Scientific Reports (Mar 2025)
Disproportionality analysis of post-marketing safety concerns associated with selumetinib in the FDA adverse event reporting system
Abstract
Abstract The FDA has granted approval for the use of selumetinib in the treatment of pediatric patients who are at least 2 years old and have neurofibromatosis type 1 (NF1) with symptomatic, inoperable plexiform neurofibromas (PN). Nevertheless, the safety of selumetinib over an extended period of time in sizable cohorts remains uncertain. The objective of the present study was to assess the adverse events (AEs) associated with selumetinib by analyzing data from the US food and drug administration adverse event reporting system (FAERS). The FAERS database was retrospectively queried to extract reports associated with selumetinib from the third quarter of 2020 to the first quarter of 2024. To identify and evaluate potential AEs in patients receiving selumetinib, various disproportionality analyses such as the reporting odds ratio (ROR), the proportional reporting ratio (PRR), the Bayesian confidence propagation neural network (BCPNN), and the multi-item gamma Poisson shrinker (MGPS) were employed.

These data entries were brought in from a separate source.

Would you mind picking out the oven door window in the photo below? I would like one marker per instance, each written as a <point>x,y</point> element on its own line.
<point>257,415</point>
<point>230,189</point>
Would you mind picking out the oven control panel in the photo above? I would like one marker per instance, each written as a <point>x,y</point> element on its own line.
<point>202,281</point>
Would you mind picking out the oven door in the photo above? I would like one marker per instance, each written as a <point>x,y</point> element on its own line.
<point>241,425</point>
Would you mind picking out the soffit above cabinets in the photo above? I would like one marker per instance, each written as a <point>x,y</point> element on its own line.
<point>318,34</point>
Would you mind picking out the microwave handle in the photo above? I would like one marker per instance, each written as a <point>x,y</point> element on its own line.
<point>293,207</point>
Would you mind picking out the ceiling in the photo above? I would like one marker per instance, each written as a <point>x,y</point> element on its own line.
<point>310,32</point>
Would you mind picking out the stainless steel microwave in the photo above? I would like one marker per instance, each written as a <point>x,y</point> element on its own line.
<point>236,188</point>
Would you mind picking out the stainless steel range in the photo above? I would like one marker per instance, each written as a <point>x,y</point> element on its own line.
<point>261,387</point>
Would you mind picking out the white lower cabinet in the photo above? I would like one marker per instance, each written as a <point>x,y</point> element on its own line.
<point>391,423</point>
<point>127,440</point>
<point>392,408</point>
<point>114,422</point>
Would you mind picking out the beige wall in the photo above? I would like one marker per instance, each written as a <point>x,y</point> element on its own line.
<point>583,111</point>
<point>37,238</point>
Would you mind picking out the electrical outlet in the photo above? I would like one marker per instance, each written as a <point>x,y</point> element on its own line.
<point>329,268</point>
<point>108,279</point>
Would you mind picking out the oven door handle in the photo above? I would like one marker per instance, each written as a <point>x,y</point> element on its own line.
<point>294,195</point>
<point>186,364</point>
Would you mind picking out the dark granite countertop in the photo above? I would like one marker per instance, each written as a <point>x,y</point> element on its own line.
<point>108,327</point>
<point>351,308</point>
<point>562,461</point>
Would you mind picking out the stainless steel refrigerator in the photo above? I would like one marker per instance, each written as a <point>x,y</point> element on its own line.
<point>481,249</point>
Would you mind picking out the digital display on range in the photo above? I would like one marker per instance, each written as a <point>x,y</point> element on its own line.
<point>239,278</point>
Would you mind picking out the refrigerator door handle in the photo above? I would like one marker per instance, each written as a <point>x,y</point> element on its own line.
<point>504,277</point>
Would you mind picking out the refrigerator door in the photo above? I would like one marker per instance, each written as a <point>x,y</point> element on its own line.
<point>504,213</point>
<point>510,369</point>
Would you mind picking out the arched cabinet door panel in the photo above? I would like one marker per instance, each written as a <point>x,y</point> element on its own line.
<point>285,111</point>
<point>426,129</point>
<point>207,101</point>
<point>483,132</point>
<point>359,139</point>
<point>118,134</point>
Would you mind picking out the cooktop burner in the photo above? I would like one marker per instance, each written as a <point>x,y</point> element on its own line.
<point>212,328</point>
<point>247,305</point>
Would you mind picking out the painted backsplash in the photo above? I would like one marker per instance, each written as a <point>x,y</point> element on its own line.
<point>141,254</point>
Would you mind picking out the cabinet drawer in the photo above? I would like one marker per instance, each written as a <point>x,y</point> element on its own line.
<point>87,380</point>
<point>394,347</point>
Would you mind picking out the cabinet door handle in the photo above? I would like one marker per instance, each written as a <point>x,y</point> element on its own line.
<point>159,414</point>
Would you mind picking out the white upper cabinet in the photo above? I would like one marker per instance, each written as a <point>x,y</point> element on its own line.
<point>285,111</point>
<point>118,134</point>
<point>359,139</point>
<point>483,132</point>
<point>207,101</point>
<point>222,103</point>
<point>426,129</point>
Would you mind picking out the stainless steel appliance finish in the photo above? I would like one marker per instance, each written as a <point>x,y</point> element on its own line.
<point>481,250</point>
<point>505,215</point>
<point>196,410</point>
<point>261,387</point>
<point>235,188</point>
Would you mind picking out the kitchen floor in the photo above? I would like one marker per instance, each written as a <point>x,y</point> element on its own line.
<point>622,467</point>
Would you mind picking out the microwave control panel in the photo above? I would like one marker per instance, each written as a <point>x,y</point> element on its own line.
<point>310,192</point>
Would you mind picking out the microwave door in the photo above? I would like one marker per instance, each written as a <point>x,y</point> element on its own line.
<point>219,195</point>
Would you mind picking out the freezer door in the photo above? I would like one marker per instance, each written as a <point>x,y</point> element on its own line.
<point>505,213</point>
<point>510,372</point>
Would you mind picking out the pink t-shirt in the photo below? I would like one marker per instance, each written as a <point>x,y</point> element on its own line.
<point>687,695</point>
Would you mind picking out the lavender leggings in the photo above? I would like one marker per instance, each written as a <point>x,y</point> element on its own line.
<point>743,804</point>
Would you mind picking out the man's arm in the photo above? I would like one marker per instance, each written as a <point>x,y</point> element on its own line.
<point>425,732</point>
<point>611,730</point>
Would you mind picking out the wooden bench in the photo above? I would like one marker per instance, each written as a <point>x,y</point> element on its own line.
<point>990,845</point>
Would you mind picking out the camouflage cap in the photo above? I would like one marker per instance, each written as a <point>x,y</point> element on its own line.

A total of 546 reports of selumetinib as the “primary suspected (PS)” and 1437 cases of selumetinib-induced AEs were identified. 42 AE signals were detected at the preferred term (PT) level after complying with four algorithms simultaneously. Commonly significant signals for cardiotoxicity, ocular toxicity, skin toxicity, and increased creatine phosphokinase have been observed. Additionally, previously reported AE signals such as proteinuria were detected. Most AEs related to selumetinib occur within the first month after the initiation of therapy. Our study improves the comprehension of selumetinib’s safety profile by offering a thorough analysis of the adverse events (AEs) recorded post-marketing. These findings highlight the necessity of ongoing surveillance to detect and assess any adverse events linked to selumetinib.